The chi-square independence test is a statistical test used to determine if there is a significant association between two categorical variables. It assesses whether the observed frequencies of the variables in a contingency table differ significantly from the expected frequencies under the assumption of independence.

## SPSS Data for Chi-square Independence Test

This hypothetical data set has two variables, gender (0 = Male vs. 1 = Female) and Purchase (0 = Not buying vs. 1 = Buying). The basic research question is to understand if men and women differ in terms of their intention to purchase a certain product. You can downloan this data set here via GitHub.

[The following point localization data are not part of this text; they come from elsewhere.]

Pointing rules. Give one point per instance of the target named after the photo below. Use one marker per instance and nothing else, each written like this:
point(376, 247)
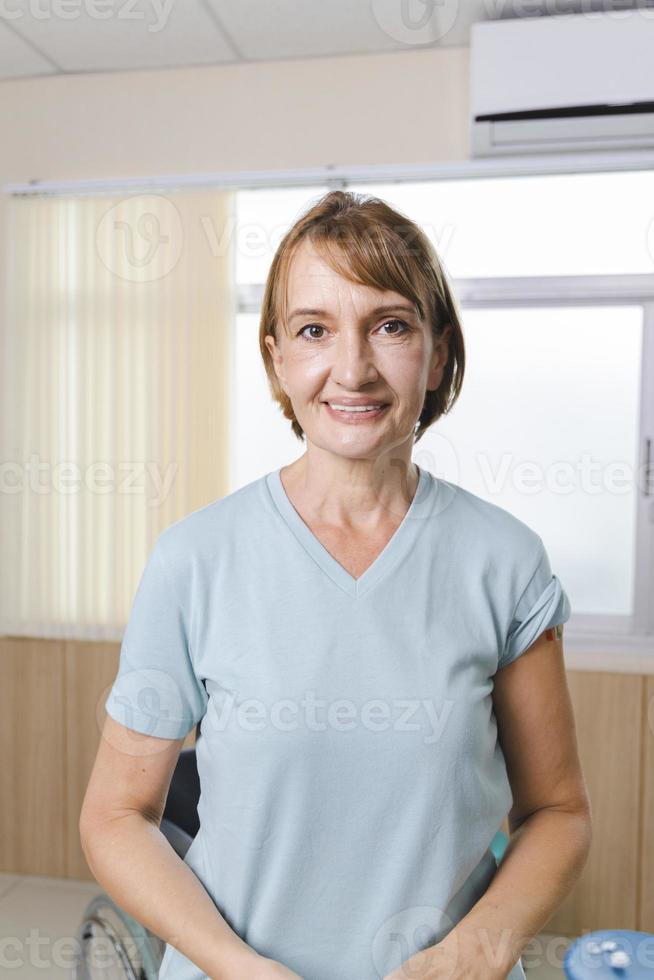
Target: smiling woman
point(391, 609)
point(367, 243)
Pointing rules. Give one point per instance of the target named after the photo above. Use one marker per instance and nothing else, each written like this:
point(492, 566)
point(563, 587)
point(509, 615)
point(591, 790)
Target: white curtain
point(115, 395)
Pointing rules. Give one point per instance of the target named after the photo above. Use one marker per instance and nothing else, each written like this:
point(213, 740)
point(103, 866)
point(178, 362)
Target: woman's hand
point(447, 960)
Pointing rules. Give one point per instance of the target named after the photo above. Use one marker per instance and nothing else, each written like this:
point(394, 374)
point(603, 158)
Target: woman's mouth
point(355, 414)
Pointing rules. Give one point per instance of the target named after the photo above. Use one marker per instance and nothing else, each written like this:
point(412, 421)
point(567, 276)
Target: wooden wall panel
point(33, 817)
point(646, 897)
point(52, 712)
point(608, 719)
point(90, 672)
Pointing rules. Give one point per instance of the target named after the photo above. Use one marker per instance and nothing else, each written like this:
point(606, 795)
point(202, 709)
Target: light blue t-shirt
point(351, 775)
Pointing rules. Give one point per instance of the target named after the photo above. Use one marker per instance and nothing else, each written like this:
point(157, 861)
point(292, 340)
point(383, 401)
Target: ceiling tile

## Null and Alternative Hypotheses

The following shows the null and alternative hypotheses for the chi-square independence test.

• H0: There is no association between the two variables, and any observed differences are due to random chance.
• Ha: There is an association between the two variables.

For instance, you want to test if women and men differ in terms of purchasing products from a certain brand. There are 50 men and 50 women in the data set. Among those 50 men, 22 do buy the product. In contrast, among 50 women, 44 of them buy the product.

Thus, we can actually write the null and alternative hypotheses for this example.

• H0: There is no association between gender and the purchase of the product.
• Ha: There is an association between gender and the purchase of the product.

## Manual Calculation for Chi-square Test

The following is the main formula to calculate the chi-square independent test. O represents Observed Values, whereas E represents Expected Values based on the null hypothesis.

$$\chi^2 =\sum \frac{(O-E)^2}{E}$$

The following is the 2 by 2 contingency table with observed values and expected values.

$$E_1 = \frac{34 \times 50}{100} = 17$$

$$E_2 = \frac{66 \times 50}{100} = 33$$

Thus, we can calculate the chi-square value as follows.

$$\chi^2 =\sum \frac{(O-E)^2}{E} = \frac{(28-17)^2}{17} + \frac{(22-33)^2}{33}+\frac{(6-17)^2}{17}+\frac{(44-33)^2}{33}= 21.57$$

The degree of freedom for a 2 by 2 contingency table is 1. For the alpha value of 0.05, the critical chi-square value is 3.841. Thus, we can reject the null hypothesis and conclude that there is an association between gender and the purchase of the product.

If we examine the frequency counts closely, we can see that women are more likely to purchase that product than men (i.e., 44/50 vs. 22/50). The value of the chi-square test is to test that such frequency difference is statistically significantly different.

## Steps of Doing Chi-square Independence Test

We are going to use the same data mentioned as an example above, namely the gender and purchase data. The following is a screenshot showing how it looks like in SPSS, including the first 10 and last 10 rows.

The following shows the steps of doing the chi-square independence test in SPSS.

1. Click Analyze > Descriptives Statistics > Crosstabs. You will see the following window pops up after clicking Crosstabs. 2. Click Gender and then click the arrow to move it into Row(s): box. Do the same but move Purchase into the Column(s): box. After doing that, you will see the following. 3. Click Statistics. In the pop-up window, check Chi-square. Then, click Continue in the pop-up window and OK in the main window. Then, you will see the following output. ## Result Interpretation and Report

We can see that the Pearson chi-square value is 21.57, which is consistent with our manual calculation earlier. Further, it also shows the degree of freedom (df) of 1. Finally, it shows the p-value (2-sided) of .000, which means the p-value is smaller than 0.001.

We can report the chi-square independent test as follows. In particular, we conducted a Pearson chi-square test and found that χ² = 21.57, p-value < .001. Thus, we reject the null hypothesis and conclude that there is an association between gender and the purchase of products. Further, based on the frequency count in the contingency table, we can conclude that women are significantly more likely to purchase the product than men (44/50 vs. 22/50).